In Manhattan in the twentieth century, some large-scale developments were as big as small-to-medium-sized towns in other parts of America. This was the case with Stuyvesant Town, initiated in 1942 as the largest "superblock" development ever undertaken up to that time.
The design called for the clearing of 72 acres (including approximately 600 existing buildings) in order to create space for an orderly high-rise village for working- and middle-class singles and families.
The resulting development consisted of 235 towers of 12 to 13 stories. A total of 24,000 people would eventually live here, almost two and a half times the pre-clearance population.
The site plan drew heated criticism, because its beautifully landscaped parklands and central oval were private property, and the entire complex was cut off from Manhattan's grid by a walled perimeter. But early residents praised the affordability of the complex and the views from the towers.

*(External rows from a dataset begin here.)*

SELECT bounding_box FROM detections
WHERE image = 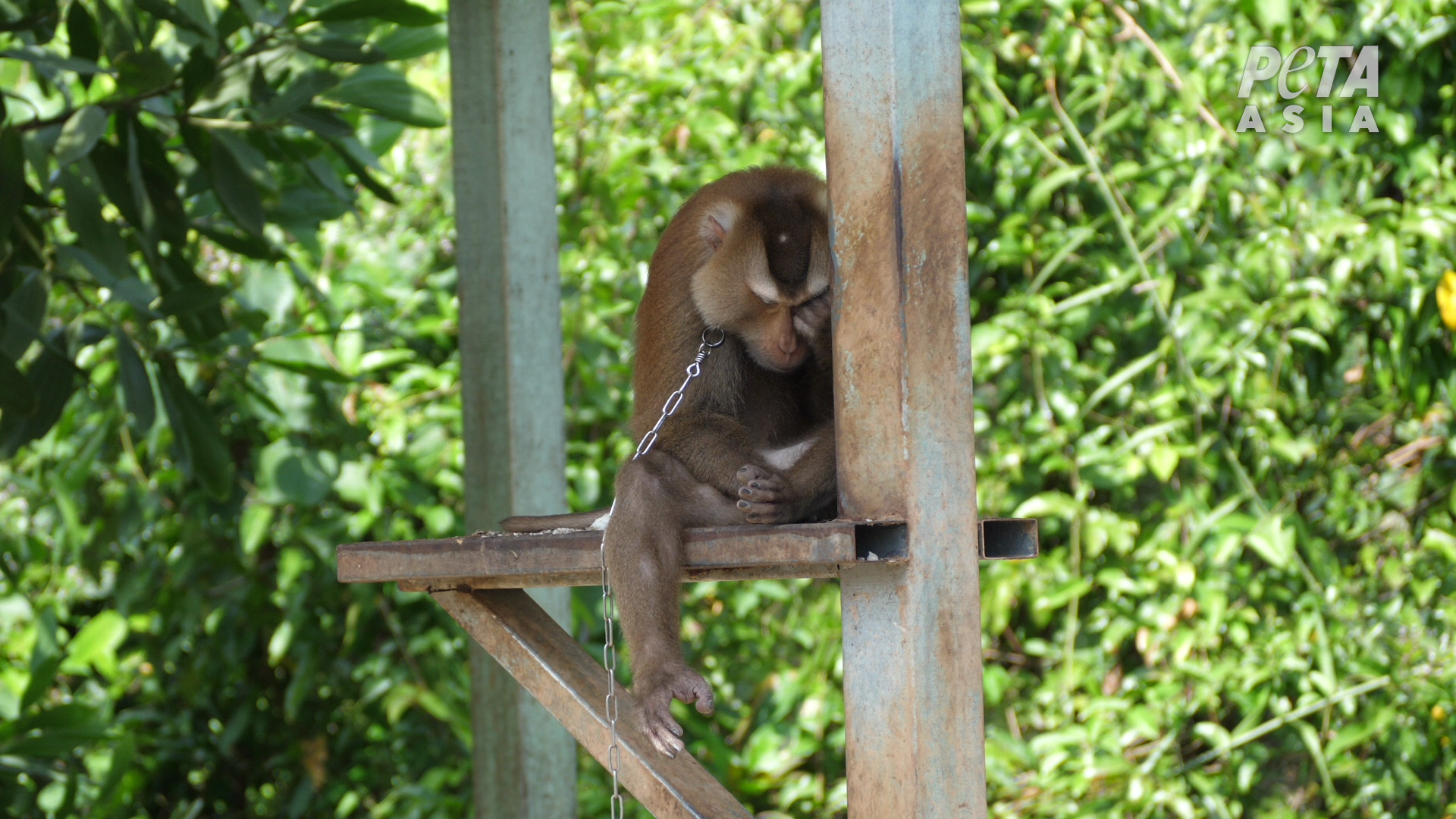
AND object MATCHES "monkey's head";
[693,184,833,373]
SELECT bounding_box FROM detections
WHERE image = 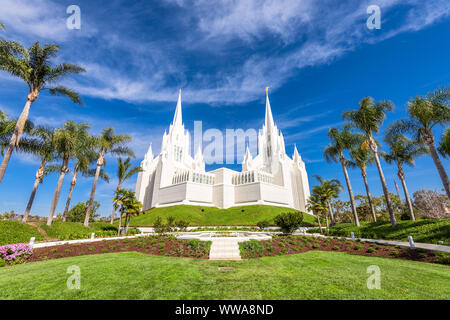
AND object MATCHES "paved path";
[306,233,450,253]
[209,237,241,260]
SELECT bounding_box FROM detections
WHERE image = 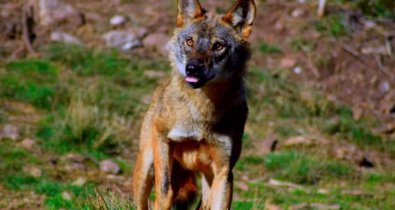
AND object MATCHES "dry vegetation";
[0,0,395,210]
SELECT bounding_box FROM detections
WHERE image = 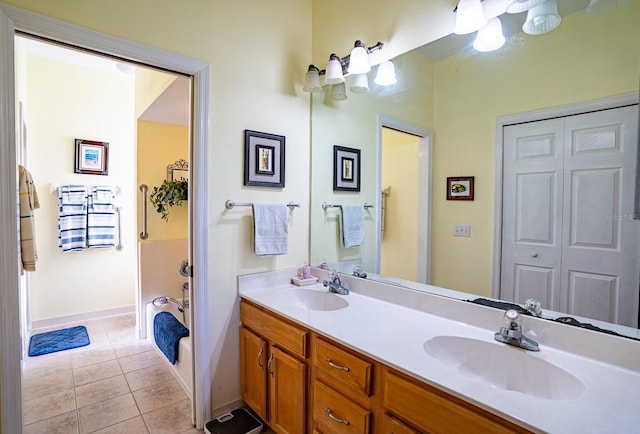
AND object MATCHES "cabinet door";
[268,347,307,434]
[240,327,268,420]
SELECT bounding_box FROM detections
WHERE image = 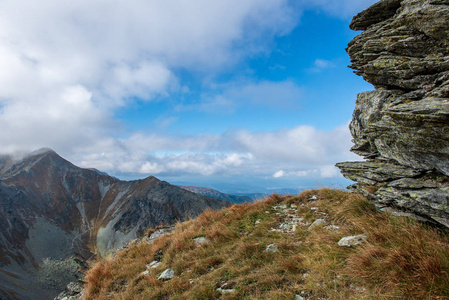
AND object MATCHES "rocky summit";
[0,149,228,299]
[337,0,449,227]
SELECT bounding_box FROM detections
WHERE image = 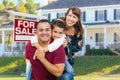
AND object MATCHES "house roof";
[0,22,13,28]
[38,0,120,10]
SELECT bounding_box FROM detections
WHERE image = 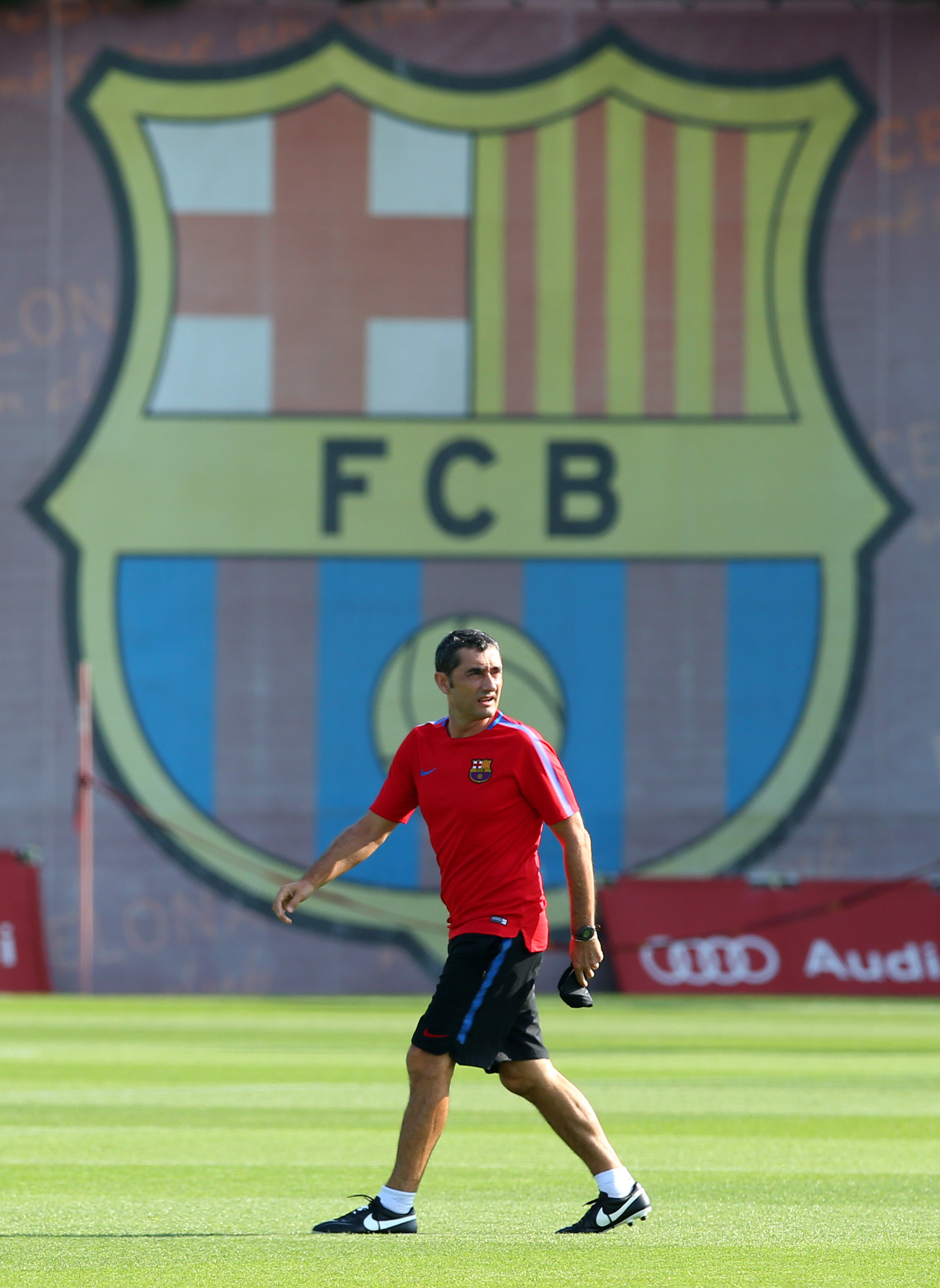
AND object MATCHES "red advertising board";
[0,850,49,993]
[599,877,940,997]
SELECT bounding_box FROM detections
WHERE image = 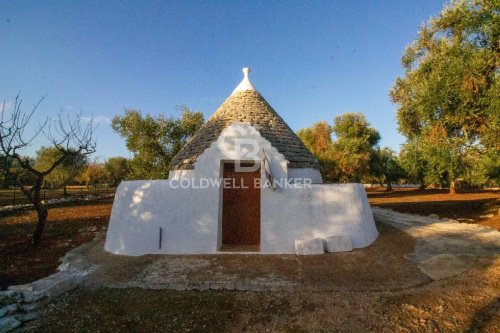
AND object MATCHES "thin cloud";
[0,102,14,112]
[81,116,111,125]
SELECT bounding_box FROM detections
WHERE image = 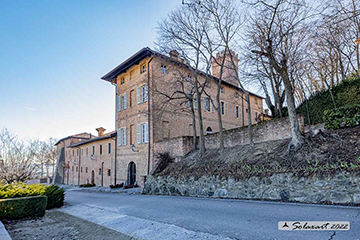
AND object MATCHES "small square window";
[140,64,146,73]
[161,64,166,73]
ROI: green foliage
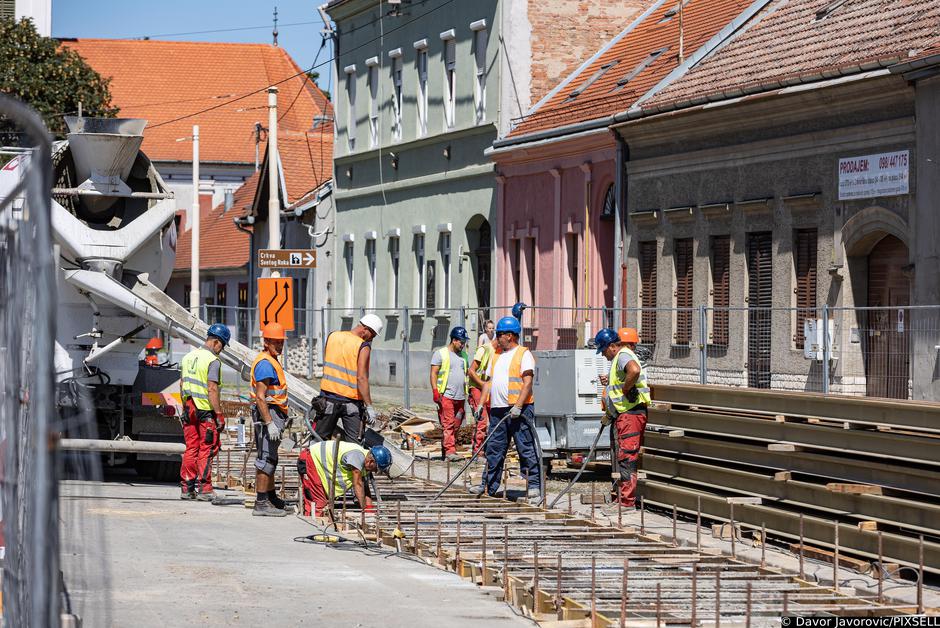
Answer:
[0,18,118,139]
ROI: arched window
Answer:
[601,183,617,220]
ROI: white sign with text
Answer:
[839,150,910,201]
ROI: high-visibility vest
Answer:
[180,347,219,410]
[310,441,369,496]
[604,347,651,415]
[251,351,287,413]
[320,331,365,399]
[509,345,535,406]
[437,347,470,395]
[470,340,497,388]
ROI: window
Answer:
[639,240,656,344]
[388,236,401,308]
[346,65,356,151]
[415,48,428,137]
[215,283,228,325]
[441,232,450,308]
[366,238,375,310]
[444,39,457,130]
[343,242,353,310]
[710,235,731,347]
[471,26,488,124]
[368,60,379,148]
[392,56,402,140]
[673,238,694,346]
[414,233,425,309]
[793,229,817,349]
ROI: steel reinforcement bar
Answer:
[339,478,914,626]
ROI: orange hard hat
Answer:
[617,327,640,344]
[262,323,287,340]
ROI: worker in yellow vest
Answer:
[468,332,496,453]
[313,314,383,443]
[297,441,392,517]
[180,323,232,501]
[251,323,288,517]
[431,325,470,461]
[594,327,650,508]
[470,316,542,500]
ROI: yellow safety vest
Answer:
[604,347,651,415]
[509,345,535,406]
[180,347,219,410]
[320,331,364,399]
[310,441,369,496]
[251,351,287,413]
[437,347,470,395]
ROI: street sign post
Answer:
[258,249,317,269]
[258,277,294,331]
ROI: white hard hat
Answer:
[359,314,384,336]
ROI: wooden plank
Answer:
[826,482,883,495]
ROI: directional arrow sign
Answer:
[258,249,317,268]
[258,277,294,331]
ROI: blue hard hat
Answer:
[369,445,392,471]
[206,323,232,346]
[496,316,522,336]
[594,327,620,353]
[450,325,470,342]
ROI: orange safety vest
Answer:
[251,351,287,412]
[509,345,535,406]
[320,331,365,400]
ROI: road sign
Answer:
[258,277,294,331]
[258,249,317,268]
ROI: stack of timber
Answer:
[641,385,940,574]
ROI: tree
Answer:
[0,18,118,141]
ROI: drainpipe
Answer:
[613,131,630,327]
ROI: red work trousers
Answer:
[470,387,490,452]
[611,405,646,507]
[180,399,222,493]
[437,397,464,456]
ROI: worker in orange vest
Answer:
[251,323,288,517]
[313,314,383,443]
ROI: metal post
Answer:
[401,307,411,410]
[698,305,708,386]
[189,124,199,316]
[822,303,832,395]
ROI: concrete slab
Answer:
[61,476,533,628]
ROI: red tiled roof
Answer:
[62,39,332,163]
[510,0,754,137]
[644,0,940,108]
[277,126,333,207]
[173,172,258,271]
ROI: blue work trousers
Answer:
[483,403,542,496]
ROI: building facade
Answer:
[327,0,648,386]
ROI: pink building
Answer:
[489,0,768,349]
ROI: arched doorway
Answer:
[864,235,911,399]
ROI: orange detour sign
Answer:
[258,277,294,331]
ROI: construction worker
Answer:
[251,323,287,517]
[314,314,382,443]
[467,332,496,453]
[594,327,650,508]
[180,324,232,501]
[470,316,541,499]
[431,325,470,461]
[297,441,392,517]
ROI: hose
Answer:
[548,423,607,510]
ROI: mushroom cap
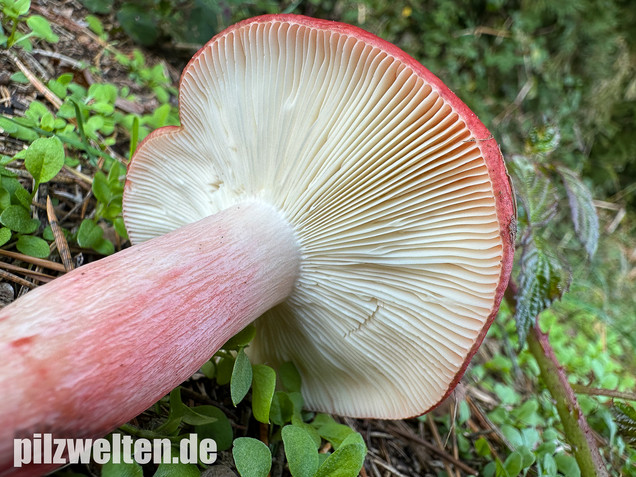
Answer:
[124,15,515,418]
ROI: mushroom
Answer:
[0,15,515,469]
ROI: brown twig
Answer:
[0,262,55,283]
[391,427,478,475]
[0,269,36,288]
[0,250,66,272]
[46,196,75,272]
[5,51,62,109]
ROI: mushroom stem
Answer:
[0,201,300,474]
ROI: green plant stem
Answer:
[527,324,609,477]
[7,18,18,48]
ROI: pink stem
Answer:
[0,202,300,474]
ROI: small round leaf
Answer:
[232,437,272,477]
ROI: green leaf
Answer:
[230,349,252,406]
[80,0,113,14]
[13,187,33,210]
[2,0,31,18]
[216,356,234,386]
[528,125,561,156]
[181,405,217,426]
[77,219,104,248]
[515,237,570,343]
[232,437,272,477]
[475,437,490,457]
[317,422,355,449]
[281,425,319,477]
[199,360,216,379]
[27,15,60,43]
[278,361,302,392]
[92,171,112,204]
[252,364,276,424]
[508,156,558,226]
[16,235,51,258]
[316,431,367,477]
[77,219,115,255]
[557,166,600,257]
[612,402,636,445]
[102,461,144,477]
[194,406,234,452]
[0,227,11,246]
[554,454,581,477]
[117,3,159,46]
[0,205,40,234]
[504,452,523,476]
[24,137,64,184]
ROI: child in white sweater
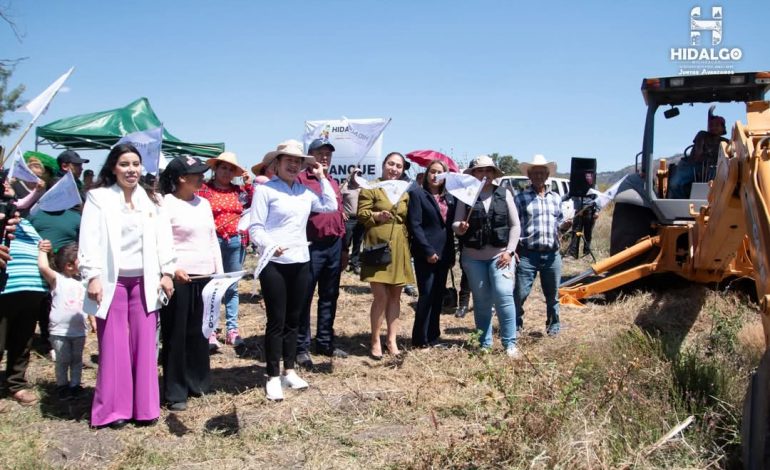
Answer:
[37,240,96,400]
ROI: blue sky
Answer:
[0,0,770,171]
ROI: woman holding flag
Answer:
[249,140,337,401]
[198,152,253,350]
[159,156,224,411]
[358,152,414,360]
[452,155,521,358]
[408,160,455,347]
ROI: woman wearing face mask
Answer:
[358,152,414,360]
[452,155,521,358]
[159,156,224,411]
[408,160,455,347]
[249,140,337,401]
[78,144,175,428]
[198,152,252,351]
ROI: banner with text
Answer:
[303,119,390,183]
[201,271,246,338]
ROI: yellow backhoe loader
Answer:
[559,72,770,469]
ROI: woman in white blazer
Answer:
[78,144,175,428]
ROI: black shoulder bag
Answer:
[359,206,396,266]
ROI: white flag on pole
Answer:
[588,175,628,209]
[353,175,412,206]
[436,173,486,207]
[201,271,246,338]
[17,67,75,122]
[8,148,40,183]
[29,171,83,215]
[116,127,163,175]
[342,116,391,165]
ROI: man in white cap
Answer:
[297,139,348,369]
[513,155,570,336]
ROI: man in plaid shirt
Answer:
[513,155,570,336]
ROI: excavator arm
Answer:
[559,101,770,312]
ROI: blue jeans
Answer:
[462,256,516,348]
[219,235,246,331]
[516,249,561,328]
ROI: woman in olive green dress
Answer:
[358,152,414,359]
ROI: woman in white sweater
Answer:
[78,144,175,428]
[249,140,337,401]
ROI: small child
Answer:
[37,240,96,400]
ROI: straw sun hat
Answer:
[251,139,315,175]
[519,153,556,175]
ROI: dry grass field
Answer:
[0,211,763,469]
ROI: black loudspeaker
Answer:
[569,157,596,197]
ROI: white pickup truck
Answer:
[495,175,575,220]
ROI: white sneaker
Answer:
[265,377,283,401]
[281,371,310,390]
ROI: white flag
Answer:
[588,175,628,209]
[29,171,83,215]
[353,175,412,206]
[342,116,391,165]
[436,173,486,207]
[8,148,40,183]
[374,180,412,206]
[201,271,246,338]
[17,67,75,122]
[116,127,163,175]
[353,173,372,189]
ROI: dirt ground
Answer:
[0,239,756,469]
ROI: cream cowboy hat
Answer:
[519,153,556,175]
[260,139,315,170]
[206,152,245,175]
[463,155,503,179]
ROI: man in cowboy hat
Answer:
[513,154,570,336]
[297,139,348,369]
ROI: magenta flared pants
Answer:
[91,277,160,426]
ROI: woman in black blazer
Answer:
[407,160,455,347]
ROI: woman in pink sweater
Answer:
[160,157,223,411]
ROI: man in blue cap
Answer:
[297,139,348,369]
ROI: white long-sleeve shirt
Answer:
[249,176,337,264]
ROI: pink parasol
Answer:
[406,150,460,173]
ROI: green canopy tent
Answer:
[35,98,225,158]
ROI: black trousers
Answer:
[0,291,48,393]
[160,278,211,403]
[259,262,310,377]
[412,258,449,347]
[297,237,343,354]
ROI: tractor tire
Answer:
[741,350,770,470]
[610,202,657,255]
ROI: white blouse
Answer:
[249,176,337,264]
[118,203,144,277]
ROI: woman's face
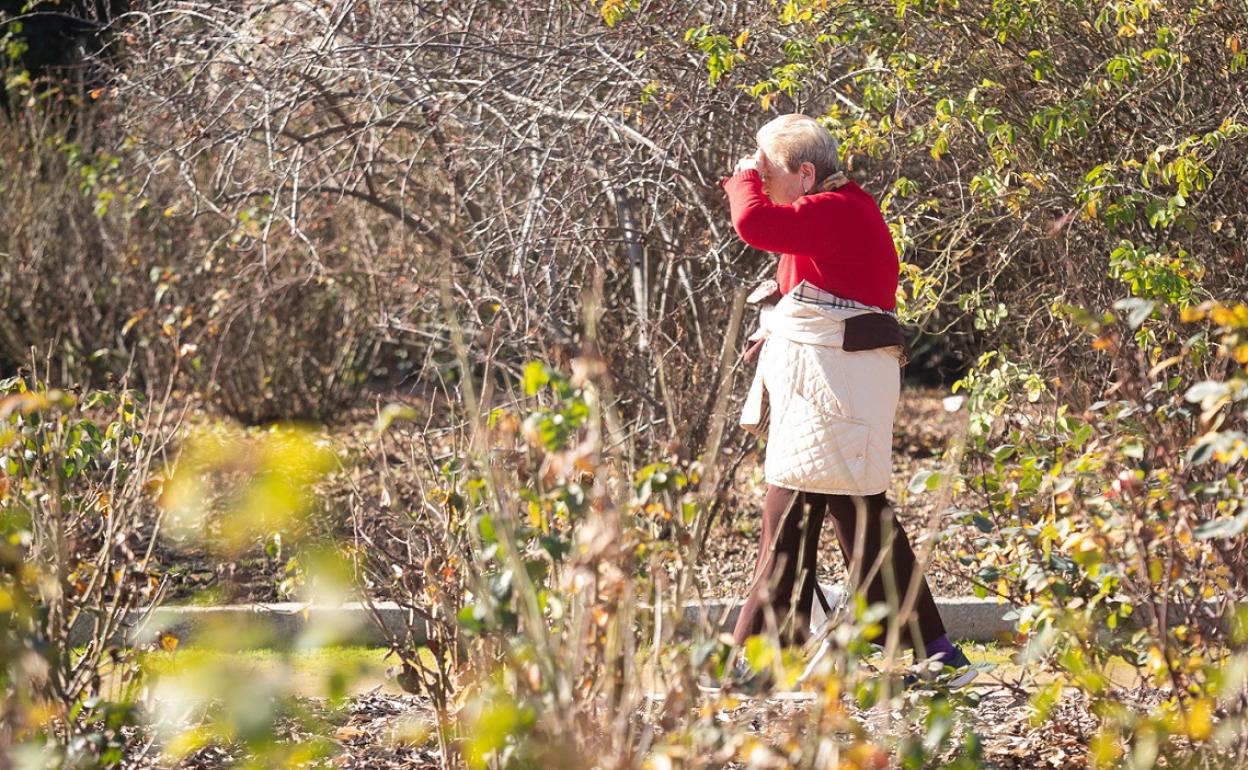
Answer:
[758,147,815,206]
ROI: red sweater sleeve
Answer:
[724,171,826,253]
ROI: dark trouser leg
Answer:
[826,494,945,651]
[733,485,826,645]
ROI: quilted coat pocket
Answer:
[766,392,871,494]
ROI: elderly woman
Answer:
[724,115,975,684]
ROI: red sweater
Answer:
[724,171,900,311]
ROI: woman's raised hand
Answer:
[733,152,763,173]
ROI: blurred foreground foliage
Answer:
[0,0,1248,770]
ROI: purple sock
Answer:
[924,634,955,660]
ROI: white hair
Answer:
[755,112,841,182]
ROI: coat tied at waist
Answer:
[740,287,904,495]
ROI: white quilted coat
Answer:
[740,293,901,495]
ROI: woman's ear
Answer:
[797,161,815,192]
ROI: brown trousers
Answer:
[733,485,945,650]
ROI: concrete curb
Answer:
[70,587,1015,649]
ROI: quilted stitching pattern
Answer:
[759,337,900,494]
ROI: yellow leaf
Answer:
[1184,698,1213,740]
[1088,731,1122,770]
[1178,306,1204,323]
[160,631,177,653]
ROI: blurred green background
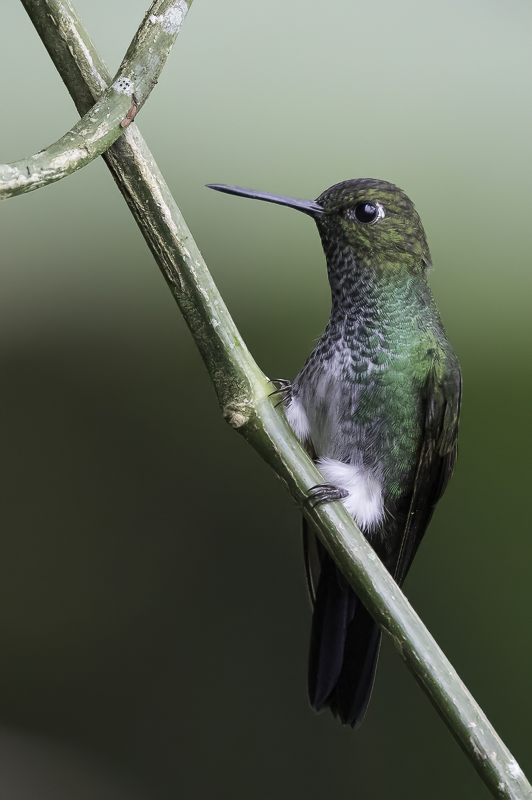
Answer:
[0,0,532,800]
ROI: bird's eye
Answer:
[347,203,384,225]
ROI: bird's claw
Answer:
[269,378,292,408]
[303,483,349,508]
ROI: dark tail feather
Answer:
[309,555,381,727]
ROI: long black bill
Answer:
[207,183,324,219]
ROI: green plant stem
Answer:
[16,0,532,800]
[0,0,192,199]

In 1947, the same year that Stuyvesant Town opened, the project's developer and architect opened a sister project immediately to the north. Rents at Stuyvesant Town had been kept affordable thanks to government incentives, but the adjacent Peter Cooper Village was designed to appeal to residents with more means. To separate it from the original development, the 21 towers were taller and were set on a diagonal to the surrounding street grid.
Stuyvesant Town and Peter Cooper Village again made history in 2010 when new owners defaulted, turning a record-breaking real estate deal (with a $5.4 billion price tag) into the country's largest default of a commercial mortgage.